Jack Ring talks about "Quality, Parsimony and Beauty".
There seems to be an agreement what "good system" is.
Dr. Griffin also talks about the origins of Engineering - in civil/military engineering first there were "best practices" or "state-of-the art' passed to talented apprentices from successful masters , then there was the science that explained why "the best practices" actually work (structural analysis explained why the bridges didn't fall).
Now in SE we're in the stage of artistry just like other branches of Engineering were in the 19th century.
Until the SE will not be able to provide consistent stream of "good systems" (just like it did in 50s and 60s aerospace and missiles) this profession will suffer more and more indignity from other practitioners.

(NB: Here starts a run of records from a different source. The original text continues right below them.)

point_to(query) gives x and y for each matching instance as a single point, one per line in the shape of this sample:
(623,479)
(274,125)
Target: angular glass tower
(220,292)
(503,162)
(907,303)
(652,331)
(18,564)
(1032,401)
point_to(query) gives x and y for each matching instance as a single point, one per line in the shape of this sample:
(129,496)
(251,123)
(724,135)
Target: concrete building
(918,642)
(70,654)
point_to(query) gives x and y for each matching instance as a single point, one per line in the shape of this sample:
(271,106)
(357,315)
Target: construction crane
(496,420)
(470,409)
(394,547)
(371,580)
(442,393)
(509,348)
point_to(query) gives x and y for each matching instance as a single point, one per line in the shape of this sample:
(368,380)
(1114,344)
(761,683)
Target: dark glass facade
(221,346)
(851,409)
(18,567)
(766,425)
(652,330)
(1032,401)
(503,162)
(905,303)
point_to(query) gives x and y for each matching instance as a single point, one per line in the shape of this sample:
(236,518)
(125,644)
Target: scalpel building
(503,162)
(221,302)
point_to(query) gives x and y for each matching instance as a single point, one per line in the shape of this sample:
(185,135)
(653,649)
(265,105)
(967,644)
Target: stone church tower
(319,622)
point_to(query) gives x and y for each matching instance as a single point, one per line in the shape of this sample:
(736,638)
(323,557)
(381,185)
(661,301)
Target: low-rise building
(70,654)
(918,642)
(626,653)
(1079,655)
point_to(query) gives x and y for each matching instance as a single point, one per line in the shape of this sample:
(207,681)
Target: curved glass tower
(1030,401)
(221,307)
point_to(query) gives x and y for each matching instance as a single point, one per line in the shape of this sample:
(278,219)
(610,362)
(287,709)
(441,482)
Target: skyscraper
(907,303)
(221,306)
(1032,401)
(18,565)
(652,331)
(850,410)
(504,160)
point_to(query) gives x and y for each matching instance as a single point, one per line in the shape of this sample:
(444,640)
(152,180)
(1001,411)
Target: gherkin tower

I'll dare to say that the the Software Engineering is in the very same position, even that the SWE and SE are in the same category of "Complexity Engineering".
It's ironic that the ubiquity of SW in our world, increasing reliance of systems on the SW components and the williness of the public (until the Apple revolution) to accept non-elegant SW (Microsoft?) will not harm the SWE but will harm SE that builds non-elegant systems based on non-elegant software. Vulnerability of critical systems to cyber-attacks is seen as the SE problem not the SWE problem, while any success of anti-hacker software will be credited to SWE and the success of systemic solution to the same problem will go unnoticed.
Just as the UK INCOSE brochure states - bad SE is in the news, good SE is invisible.
As I said earlier - our profession suffers from the fact that its successes are not celebrated anymore (as the Apollo's success was).
Have we examples to celebrate "good systems' and credit them to the success of the SE? These will be the examples for the "elevator's speech" - "I'm the Systems Engineer and I'll do for you what my collegues did for those guys!". Anyone?
So I'll dare to predict that if the SE will not find the way of consistently bringing to life "elegant systems" and receive the credit for this our profession will wane and disappear. The future is in systems. But if consistent methods will be found then the sky (or space) is not the limit!